► Giulia reborn in 2025, says Alfa boss
► 1000hp Quadrifgolio and 435-mile range
► Supercar decision due April 2023
Alfa Romeo is readying a wave of high-end products, including a D-segment saloon and SUV, flagship E-segment SUV and a new supercar, part-funded by the brand doubling its profitability in 2022.
The Giulia saloon is set to be replaced in 2025, and it will be Alfa’s first electric-only model. ‘I will come to North America in 2025 with a 100 per cent [electric] D-segment offer,’ said brand CEO Jean-Philippe Imparato.
Imparato has vowed to deliver a no-compromise vehicle, with an 800-volt architecture (like a Porsche Taycan) for quick recharging and 700km (435 miles) of range in the high-performance Quadrifolgio version. To reduce charging downtime, Alfa is set to go first with an aerodynamic saloon-type body rather than an SUV.

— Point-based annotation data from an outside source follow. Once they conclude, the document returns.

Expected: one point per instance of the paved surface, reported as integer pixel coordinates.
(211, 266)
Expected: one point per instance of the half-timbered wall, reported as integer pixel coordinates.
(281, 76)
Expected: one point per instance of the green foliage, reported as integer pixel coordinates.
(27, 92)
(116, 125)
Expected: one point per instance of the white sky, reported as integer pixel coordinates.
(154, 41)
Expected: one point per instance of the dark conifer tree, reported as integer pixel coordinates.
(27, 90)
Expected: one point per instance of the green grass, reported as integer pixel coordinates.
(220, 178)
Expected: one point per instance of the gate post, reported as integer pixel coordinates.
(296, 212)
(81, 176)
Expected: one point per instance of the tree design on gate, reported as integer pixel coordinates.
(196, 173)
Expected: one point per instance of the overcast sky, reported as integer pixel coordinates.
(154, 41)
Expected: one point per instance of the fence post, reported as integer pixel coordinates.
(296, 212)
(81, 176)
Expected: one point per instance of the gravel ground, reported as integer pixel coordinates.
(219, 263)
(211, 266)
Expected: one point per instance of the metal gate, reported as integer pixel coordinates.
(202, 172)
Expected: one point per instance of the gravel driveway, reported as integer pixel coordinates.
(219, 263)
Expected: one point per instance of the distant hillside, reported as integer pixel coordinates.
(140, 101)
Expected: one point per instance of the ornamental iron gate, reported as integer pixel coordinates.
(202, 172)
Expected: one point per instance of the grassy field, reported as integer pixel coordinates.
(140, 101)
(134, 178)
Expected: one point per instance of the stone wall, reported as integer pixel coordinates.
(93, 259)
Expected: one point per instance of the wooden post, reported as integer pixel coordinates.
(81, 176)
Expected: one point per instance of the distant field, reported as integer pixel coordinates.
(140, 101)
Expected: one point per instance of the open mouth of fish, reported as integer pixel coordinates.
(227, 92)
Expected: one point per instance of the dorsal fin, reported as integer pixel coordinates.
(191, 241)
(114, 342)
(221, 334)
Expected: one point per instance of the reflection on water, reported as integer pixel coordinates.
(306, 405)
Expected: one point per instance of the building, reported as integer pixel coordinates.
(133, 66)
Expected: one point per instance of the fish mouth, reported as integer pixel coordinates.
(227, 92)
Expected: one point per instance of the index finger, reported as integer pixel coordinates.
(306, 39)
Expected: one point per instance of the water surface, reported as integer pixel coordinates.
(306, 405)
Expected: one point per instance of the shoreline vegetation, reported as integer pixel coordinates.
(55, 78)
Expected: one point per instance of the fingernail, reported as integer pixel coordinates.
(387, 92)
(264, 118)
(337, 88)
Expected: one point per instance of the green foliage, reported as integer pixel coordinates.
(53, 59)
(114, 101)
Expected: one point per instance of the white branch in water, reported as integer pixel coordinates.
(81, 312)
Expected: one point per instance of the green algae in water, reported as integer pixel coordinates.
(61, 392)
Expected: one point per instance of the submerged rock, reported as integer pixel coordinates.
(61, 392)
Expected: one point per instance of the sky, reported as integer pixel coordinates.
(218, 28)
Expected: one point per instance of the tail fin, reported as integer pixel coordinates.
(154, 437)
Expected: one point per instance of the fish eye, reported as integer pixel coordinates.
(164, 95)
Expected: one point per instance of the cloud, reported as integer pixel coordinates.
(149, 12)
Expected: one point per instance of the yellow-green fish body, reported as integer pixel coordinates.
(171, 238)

‘Giulia is [coming] back!’ said the CEO. ‘We have to design the Giulia we love, an Alfa Romeo we all want, and [design director] Alejandro Mesonero-Romanos is on it. And we will come back to you with something that is very cool.’ [Our image is an artist’s impression by Avarvarii.]
And 1000 horsepower Giulia Quadrifoglio is coming
‘It will have range, and from 350hp to 800hp as a Veloce, and 1000hp as a Quadrifoglio.’ The car is based on the Stellantis group’s stepchange electric car architecture, STLA, which can package its motors for front, rear and all-wheel drive. Expect the base car to be rear-drive, while the punchier cars will split power across both axles.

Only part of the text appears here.